Юнцы остановились на «Секс-рабах с городских окраин». Давясь смехом, они несут кассету к прилавку, как папуасы белого миссионера. Я мог бы им сказать, что это документальный фильм семидесятых годов о том, как кое-кто обменивается женами на время, и что картинка на коробке неоправданно откровенная, но мне лень. Лучше пусть сами пройдут этот длинный путь до истинной просвещенности в вопросах порнографии.
— А какие еще фильмы заставили тебя расплакаться? — интересуется Дина. — Не считая «Призрака» и «Инопланетянина».

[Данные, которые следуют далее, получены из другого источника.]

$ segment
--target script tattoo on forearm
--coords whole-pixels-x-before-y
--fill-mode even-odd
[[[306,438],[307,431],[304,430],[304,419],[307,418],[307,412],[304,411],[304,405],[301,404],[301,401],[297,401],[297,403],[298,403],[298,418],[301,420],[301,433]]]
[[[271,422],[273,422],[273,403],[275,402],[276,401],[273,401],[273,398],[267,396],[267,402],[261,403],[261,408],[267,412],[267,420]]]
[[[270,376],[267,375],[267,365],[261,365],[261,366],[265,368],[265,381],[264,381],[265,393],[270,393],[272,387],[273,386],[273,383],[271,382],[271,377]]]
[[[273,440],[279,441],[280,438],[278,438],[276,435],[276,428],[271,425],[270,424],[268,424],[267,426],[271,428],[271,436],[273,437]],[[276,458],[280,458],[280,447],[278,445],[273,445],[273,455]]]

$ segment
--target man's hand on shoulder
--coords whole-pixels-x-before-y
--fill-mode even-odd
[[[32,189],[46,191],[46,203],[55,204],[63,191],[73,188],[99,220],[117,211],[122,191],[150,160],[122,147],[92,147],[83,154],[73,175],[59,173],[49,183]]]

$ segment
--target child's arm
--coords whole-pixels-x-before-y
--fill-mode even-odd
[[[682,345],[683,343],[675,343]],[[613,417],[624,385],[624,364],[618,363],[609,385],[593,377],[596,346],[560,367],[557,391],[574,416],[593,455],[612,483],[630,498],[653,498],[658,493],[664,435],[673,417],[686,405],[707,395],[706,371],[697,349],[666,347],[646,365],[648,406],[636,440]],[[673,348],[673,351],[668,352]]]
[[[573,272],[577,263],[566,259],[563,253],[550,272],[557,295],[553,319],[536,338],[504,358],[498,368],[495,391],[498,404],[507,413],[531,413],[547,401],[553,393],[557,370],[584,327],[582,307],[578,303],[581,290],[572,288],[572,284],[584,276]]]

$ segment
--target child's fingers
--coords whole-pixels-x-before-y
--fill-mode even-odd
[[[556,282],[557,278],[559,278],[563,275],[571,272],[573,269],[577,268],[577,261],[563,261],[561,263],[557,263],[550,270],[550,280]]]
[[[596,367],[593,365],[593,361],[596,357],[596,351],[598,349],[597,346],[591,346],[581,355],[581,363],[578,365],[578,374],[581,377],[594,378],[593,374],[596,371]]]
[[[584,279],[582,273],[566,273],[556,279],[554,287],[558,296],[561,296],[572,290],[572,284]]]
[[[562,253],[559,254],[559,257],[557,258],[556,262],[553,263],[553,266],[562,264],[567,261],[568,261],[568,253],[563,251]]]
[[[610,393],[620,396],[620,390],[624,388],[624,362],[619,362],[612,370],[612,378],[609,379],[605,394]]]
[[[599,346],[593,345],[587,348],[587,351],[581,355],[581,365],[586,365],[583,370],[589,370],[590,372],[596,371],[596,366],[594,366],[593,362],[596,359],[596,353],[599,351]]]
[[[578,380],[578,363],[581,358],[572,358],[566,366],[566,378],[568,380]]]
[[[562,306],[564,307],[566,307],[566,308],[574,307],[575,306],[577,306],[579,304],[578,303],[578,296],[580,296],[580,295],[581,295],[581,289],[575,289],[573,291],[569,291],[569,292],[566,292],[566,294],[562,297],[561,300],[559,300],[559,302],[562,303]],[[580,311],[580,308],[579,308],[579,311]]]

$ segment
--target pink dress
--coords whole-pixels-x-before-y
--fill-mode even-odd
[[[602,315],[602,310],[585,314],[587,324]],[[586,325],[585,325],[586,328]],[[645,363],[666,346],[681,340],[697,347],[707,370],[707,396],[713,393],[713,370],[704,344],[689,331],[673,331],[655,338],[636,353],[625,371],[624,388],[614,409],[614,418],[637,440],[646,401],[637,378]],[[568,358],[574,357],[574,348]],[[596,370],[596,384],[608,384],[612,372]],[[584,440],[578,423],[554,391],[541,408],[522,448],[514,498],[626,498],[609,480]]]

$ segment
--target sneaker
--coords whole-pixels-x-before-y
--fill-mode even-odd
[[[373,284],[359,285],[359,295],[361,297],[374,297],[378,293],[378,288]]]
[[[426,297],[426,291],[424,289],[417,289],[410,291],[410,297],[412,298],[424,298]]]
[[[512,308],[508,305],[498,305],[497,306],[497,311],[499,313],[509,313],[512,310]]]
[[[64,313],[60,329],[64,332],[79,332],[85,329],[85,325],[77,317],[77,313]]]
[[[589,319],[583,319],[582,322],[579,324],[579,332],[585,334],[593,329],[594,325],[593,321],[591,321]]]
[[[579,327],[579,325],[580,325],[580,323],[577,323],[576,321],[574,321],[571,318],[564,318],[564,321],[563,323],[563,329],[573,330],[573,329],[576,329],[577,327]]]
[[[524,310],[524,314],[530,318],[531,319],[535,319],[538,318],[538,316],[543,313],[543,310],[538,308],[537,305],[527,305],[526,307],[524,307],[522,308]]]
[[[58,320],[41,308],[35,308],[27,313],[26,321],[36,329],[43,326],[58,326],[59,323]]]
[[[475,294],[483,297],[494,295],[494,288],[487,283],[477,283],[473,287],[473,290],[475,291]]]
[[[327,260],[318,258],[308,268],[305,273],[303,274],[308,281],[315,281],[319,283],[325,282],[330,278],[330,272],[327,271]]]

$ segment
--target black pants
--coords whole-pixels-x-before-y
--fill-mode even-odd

Чтобы освежить память, я пробегаюсь взглядом по полкам, но вижу длинные ряды фильмов, которые, к сожалению, вечно в прокате: «Джек-попрыгунчик», «Клуб „Завтрак“», «Жена мясника», «Коматозники», «Огонек святого Эльма», «Смотрите, кто заговорил» (три части), «Лестница Джейкоба», «Мамочка-маньяк». Рассматривая кассеты, замечаю в окне плетущегося по улице Сумасшедшего Барри, к ботинку которого прицепились остатки рулона туалетной бумаги, так что он чем-то похож на выступающую с лентой русскую гимнастку. Барри останавливается и заглядывает в окно, но не думаю, что он смотрит на меня — вряд ли он узнал во мне того самого человека, с которым спал в одной кровати. Он просто останавливается и смотрит в витрину, как делает перед каждым магазином на Килберн-хай-роуд.